编辑了问题,因为我愿意接受不同类型的解决方案,而不像以前那样只是批量处理 我在 Windows 上,并且有一些建议的 SED 等。所以我可以使用命令行来使用这些第三方独立 exe
假设我在 abc.txt 文件中有以下几行
"@yuy007 what are you doing friend #disneyrocks"
"STFU, i dont care what you think @happy55"
"@social88 @gg99 ok mate see you at the subway :)"
"btw arnold was great in that movie @tt11 @gg11 #disneyrocks"
"we are going to disney. Do you want to? #disneyrocks"
"We dont like disney. #disneyrocks we are not going"
".@socialguy what are you upto #disneyrocks "

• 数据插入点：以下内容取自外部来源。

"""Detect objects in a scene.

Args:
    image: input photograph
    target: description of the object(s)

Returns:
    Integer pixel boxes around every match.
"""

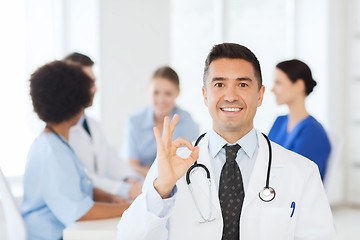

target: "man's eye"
[215,83,224,87]
[240,83,248,87]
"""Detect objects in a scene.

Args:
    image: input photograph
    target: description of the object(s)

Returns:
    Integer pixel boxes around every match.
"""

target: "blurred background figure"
[64,52,142,200]
[121,66,199,177]
[268,59,331,180]
[21,61,130,240]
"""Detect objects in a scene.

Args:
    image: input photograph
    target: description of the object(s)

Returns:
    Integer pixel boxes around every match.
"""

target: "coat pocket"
[259,207,293,240]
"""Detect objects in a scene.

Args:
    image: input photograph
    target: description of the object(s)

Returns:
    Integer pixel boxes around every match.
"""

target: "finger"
[172,137,194,151]
[153,127,164,153]
[171,137,194,156]
[187,146,199,165]
[169,114,180,138]
[162,116,171,147]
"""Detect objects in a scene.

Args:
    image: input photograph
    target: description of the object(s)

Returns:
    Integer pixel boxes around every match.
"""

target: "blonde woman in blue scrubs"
[121,66,199,177]
[21,61,130,240]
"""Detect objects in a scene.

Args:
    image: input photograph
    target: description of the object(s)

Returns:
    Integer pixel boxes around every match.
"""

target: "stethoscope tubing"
[261,133,272,189]
[186,132,275,202]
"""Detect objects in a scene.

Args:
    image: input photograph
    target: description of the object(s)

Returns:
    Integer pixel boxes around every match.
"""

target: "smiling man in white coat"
[117,43,337,240]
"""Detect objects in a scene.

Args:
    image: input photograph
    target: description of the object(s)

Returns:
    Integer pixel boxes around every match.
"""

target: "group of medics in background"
[19,42,333,239]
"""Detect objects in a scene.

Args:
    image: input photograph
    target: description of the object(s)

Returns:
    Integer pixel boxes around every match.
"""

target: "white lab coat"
[69,116,140,196]
[118,129,336,240]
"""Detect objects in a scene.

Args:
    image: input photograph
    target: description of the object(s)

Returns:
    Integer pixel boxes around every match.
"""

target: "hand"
[153,114,199,199]
[128,182,143,199]
[111,195,130,205]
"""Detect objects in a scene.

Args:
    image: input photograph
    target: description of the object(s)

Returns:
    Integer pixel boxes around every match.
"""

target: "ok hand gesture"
[153,114,199,199]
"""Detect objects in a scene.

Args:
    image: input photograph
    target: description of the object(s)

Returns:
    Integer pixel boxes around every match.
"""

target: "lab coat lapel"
[72,119,93,144]
[190,134,222,220]
[242,130,284,211]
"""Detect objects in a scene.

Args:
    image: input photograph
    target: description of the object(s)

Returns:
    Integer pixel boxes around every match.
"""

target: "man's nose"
[223,86,239,102]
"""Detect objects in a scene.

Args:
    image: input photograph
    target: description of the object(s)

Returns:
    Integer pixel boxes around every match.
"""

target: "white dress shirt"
[147,128,258,216]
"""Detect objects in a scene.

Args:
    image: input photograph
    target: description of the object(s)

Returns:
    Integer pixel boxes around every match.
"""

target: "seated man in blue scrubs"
[268,59,331,180]
[21,61,130,240]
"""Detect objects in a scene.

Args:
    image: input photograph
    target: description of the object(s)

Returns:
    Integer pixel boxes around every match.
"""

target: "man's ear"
[257,85,265,107]
[202,87,208,107]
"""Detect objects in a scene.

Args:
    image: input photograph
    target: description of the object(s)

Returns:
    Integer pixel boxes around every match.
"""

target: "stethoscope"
[45,125,93,184]
[185,132,276,223]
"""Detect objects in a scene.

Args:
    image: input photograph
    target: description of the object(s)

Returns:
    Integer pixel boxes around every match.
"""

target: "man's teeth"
[222,108,241,112]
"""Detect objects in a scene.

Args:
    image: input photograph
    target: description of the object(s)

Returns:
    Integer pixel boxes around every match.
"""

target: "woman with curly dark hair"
[20,61,130,240]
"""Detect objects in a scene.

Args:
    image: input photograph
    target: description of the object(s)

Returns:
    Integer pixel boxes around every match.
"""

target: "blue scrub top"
[268,115,331,180]
[21,132,95,240]
[121,106,199,166]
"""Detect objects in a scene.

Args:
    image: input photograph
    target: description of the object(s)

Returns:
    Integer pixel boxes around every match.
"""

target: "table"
[63,217,121,240]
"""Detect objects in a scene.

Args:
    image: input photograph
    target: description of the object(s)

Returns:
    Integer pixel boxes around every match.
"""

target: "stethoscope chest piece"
[259,187,276,202]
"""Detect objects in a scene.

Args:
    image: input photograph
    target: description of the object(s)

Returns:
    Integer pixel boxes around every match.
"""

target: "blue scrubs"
[268,115,331,179]
[121,106,199,166]
[21,132,95,240]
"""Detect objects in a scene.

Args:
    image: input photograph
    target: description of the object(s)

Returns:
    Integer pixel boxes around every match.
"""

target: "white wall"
[99,0,171,149]
[326,0,348,205]
[0,1,27,177]
[345,0,360,205]
[295,0,345,205]
[170,0,215,133]
[294,0,328,127]
[0,0,66,177]
[63,0,101,120]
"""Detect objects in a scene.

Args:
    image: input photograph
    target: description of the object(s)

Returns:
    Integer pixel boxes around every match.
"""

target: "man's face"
[82,66,96,107]
[202,58,265,139]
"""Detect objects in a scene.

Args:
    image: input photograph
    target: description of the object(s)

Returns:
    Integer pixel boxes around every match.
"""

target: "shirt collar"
[208,128,257,159]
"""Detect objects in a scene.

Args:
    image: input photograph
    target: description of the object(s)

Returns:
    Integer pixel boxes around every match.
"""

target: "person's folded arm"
[78,201,130,221]
[93,187,128,204]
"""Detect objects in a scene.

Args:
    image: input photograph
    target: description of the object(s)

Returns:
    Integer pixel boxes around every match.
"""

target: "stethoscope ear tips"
[259,187,276,202]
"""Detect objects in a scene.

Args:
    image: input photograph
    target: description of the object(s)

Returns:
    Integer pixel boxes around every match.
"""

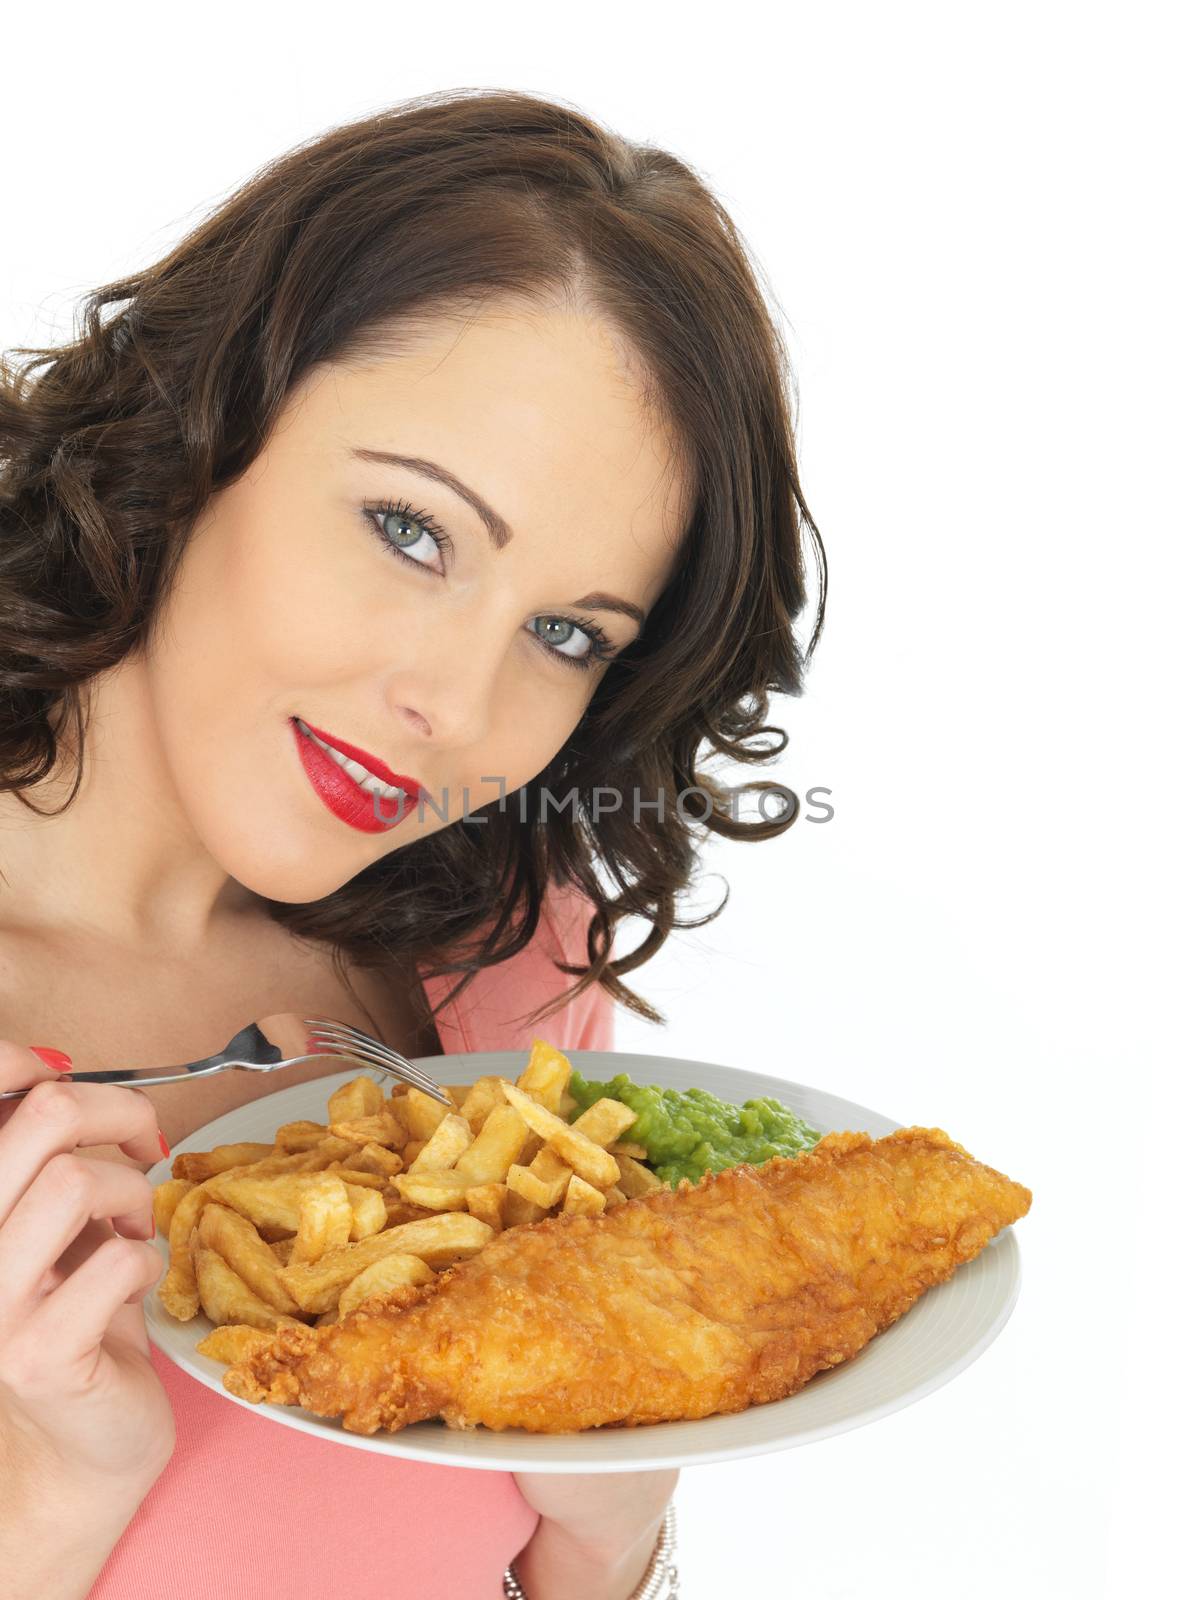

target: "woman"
[0,88,824,1598]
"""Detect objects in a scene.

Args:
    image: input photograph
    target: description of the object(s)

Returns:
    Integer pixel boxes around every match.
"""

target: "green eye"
[526,614,613,672]
[364,498,449,566]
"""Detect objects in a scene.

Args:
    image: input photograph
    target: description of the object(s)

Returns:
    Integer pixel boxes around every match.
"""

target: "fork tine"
[306,1026,423,1077]
[307,1029,419,1081]
[310,1017,401,1052]
[311,1016,418,1057]
[304,1019,440,1083]
[309,1037,450,1106]
[302,1016,450,1101]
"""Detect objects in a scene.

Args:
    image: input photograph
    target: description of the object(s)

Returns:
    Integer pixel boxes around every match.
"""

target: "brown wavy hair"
[0,87,826,1031]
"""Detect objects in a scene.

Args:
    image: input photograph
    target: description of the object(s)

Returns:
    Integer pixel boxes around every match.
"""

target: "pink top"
[89,884,614,1600]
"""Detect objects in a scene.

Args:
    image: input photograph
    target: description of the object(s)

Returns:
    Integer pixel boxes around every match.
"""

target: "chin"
[215,859,339,907]
[189,804,375,907]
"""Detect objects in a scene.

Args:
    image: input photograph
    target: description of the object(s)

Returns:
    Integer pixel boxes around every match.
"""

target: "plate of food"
[144,1044,1032,1472]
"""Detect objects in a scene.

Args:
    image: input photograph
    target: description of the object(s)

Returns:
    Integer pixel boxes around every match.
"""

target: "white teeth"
[297,720,403,800]
[348,758,376,784]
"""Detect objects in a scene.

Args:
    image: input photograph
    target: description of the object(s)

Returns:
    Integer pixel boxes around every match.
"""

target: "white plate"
[145,1049,1024,1473]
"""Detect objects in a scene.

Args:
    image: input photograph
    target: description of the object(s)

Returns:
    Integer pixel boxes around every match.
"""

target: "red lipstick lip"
[292,717,423,799]
[290,718,423,835]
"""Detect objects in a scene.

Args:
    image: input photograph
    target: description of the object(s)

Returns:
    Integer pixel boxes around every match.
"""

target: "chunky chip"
[328,1113,403,1150]
[172,1142,277,1182]
[152,1177,195,1239]
[272,1120,329,1153]
[399,1086,451,1142]
[453,1104,529,1185]
[326,1075,384,1123]
[192,1246,308,1332]
[391,1170,478,1211]
[407,1112,472,1173]
[337,1252,436,1318]
[196,1201,300,1314]
[343,1182,387,1239]
[278,1213,494,1313]
[499,1082,621,1190]
[196,1323,278,1364]
[516,1037,573,1112]
[288,1173,354,1265]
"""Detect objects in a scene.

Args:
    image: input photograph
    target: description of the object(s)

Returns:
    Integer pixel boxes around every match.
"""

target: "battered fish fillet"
[223,1127,1032,1434]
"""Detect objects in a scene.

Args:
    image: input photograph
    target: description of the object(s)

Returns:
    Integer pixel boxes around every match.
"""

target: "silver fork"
[0,1011,453,1106]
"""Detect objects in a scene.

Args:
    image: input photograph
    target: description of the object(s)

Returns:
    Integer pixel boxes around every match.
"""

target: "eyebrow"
[348,446,647,633]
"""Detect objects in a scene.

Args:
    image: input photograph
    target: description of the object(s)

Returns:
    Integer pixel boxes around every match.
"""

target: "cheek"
[186,491,399,710]
[143,497,357,788]
[473,673,592,794]
[228,511,364,693]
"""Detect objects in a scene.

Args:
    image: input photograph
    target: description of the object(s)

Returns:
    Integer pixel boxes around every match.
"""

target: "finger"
[53,1214,122,1280]
[107,1295,153,1356]
[0,1079,162,1227]
[0,1045,163,1169]
[40,1215,153,1299]
[0,1039,76,1113]
[51,1182,157,1248]
[2,1235,163,1389]
[59,1198,154,1251]
[0,1153,155,1318]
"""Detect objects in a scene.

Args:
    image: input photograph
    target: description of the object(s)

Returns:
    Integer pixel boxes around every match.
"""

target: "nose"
[381,586,527,753]
[383,651,495,754]
[392,705,433,740]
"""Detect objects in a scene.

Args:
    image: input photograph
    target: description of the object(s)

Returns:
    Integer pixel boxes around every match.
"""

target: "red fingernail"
[158,1130,171,1159]
[30,1046,73,1072]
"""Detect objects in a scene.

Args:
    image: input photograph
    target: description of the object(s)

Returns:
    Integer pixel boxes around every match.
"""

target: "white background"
[4,4,1194,1595]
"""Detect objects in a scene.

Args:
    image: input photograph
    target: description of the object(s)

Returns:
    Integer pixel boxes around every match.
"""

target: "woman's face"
[141,295,690,903]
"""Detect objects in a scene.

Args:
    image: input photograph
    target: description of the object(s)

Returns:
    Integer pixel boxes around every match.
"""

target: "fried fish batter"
[223,1127,1032,1434]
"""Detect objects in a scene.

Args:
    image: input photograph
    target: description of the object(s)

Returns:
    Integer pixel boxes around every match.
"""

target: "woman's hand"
[0,1042,175,1499]
[511,1468,679,1600]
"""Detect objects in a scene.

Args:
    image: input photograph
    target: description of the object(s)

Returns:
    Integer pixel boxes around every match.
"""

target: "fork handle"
[0,1059,239,1099]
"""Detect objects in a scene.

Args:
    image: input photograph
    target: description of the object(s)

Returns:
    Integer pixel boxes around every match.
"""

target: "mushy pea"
[566,1070,822,1188]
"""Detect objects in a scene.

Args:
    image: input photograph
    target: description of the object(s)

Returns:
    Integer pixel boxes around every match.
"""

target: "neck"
[0,662,258,954]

我需要对上述文件使用 5 个过滤器来获取 def.txt
- 删除所有以 @ 字符开头的行,如第 1 行和第 3 行
- 删除所有以 .@ 字符开头的行,例如第 7 行
- 删除所有不包含以 # 开头的单词的行,例如 2nd 和 3rd
- 在剩下的行中,删除所有以 @ 字符开头的单词(保持行完整),例如第二个中的单词 @happy55、第三个中的单词 @social99 和 @gg99,等等。在这种情况下,我们仍然需要保留行首和行末的引号“
- 删除上述行后留下的所有空白行
编辑 如果我有以下行,它会错误地删除@word 之后的内容
"btw arnold was great in that movie @tt101 @gb1997 #whatthehell"
编辑为
"btw arnold was great in that movie"
谢谢
答案1
您将需要使用正则表达式来实现这一点。由于您已指定 BATCH 作为首选脚本语言,因此我们需要添加该功能。我们可以通过多种方式实现这一点,但我喜欢此版本由 dostips.com 上名为 Dave Benham 的某人编写,因为它仅使用应该已经存在于您的机器上的二进制文件:
@if (@X)==(@Y) @end /* Harmless hybrid line that begins a JScript comment
::************ Documentation ***********
::REPL.BAT version 4.1
:::
:::REPL Search Replace [Options [SourceVar]]
:::REPL /?[REGEX|REPLACE]
:::REPL /V
:::
::: Performs a global regular expression search and replace operation on
::: each line of input from stdin and prints the result to stdout.
:::
::: Each parameter may be optionally enclosed by double quotes. The double
::: quotes are not considered part of the argument. The quotes are required
::: if the parameter contains a batch token delimiter like space, tab, comma,
::: semicolon. The quotes should also be used if the argument contains a
::: batch special character like &, |, etc. so that the special character
::: does not need to be escaped with ^.
:::
::: If called with a single argument of /?, then prints help documentation
::: to stdout. If a single argument of /?REGEX, then opens up Microsoft's
::: JScript regular expression documentation within your browser. If a single
::: argument of /?REPLACE, then opens up Microsoft's JScript REPLACE
::: documentation within your browser.
:::
::: If called with a single argument of /V, case insensitive, then prints
::: the version of REPL.BAT.
:::
::: Search - By default, this is a case sensitive JScript (ECMA) regular
::: expression expressed as a string.
:::
::: JScript regex syntax documentation is available at
::: http://msdn.microsoft.com/en-us/library/ae5bf541(v=vs.80).aspx
:::
::: Replace - By default, this is the string to be used as a replacement for
::: each found search expression. Full support is provided for
::: substituion patterns available to the JScript replace method.
:::
::: For example, $& represents the portion of the source that matched
::: the entire search pattern, $1 represents the first captured
::: submatch, $2 the second captured submatch, etc. A $ literal
::: can be escaped as $$.
:::
::: An empty replacement string must be represented as "".
:::
::: Replace substitution pattern syntax is fully documented at
::: http://msdn.microsoft.com/en-US/library/efy6s3e6(v=vs.80).aspx
:::
::: Options - An optional string of characters used to alter the behavior
::: of REPL. The option characters are case insensitive, and may
::: appear in any order.
:::
::: I - Makes the search case-insensitive.
:::
::: L - The Search is treated as a string literal instead of a
::: regular expression. Also, all $ found in Replace are
::: treated as $ literals.
:::
::: B - The Search must match the beginning of a line.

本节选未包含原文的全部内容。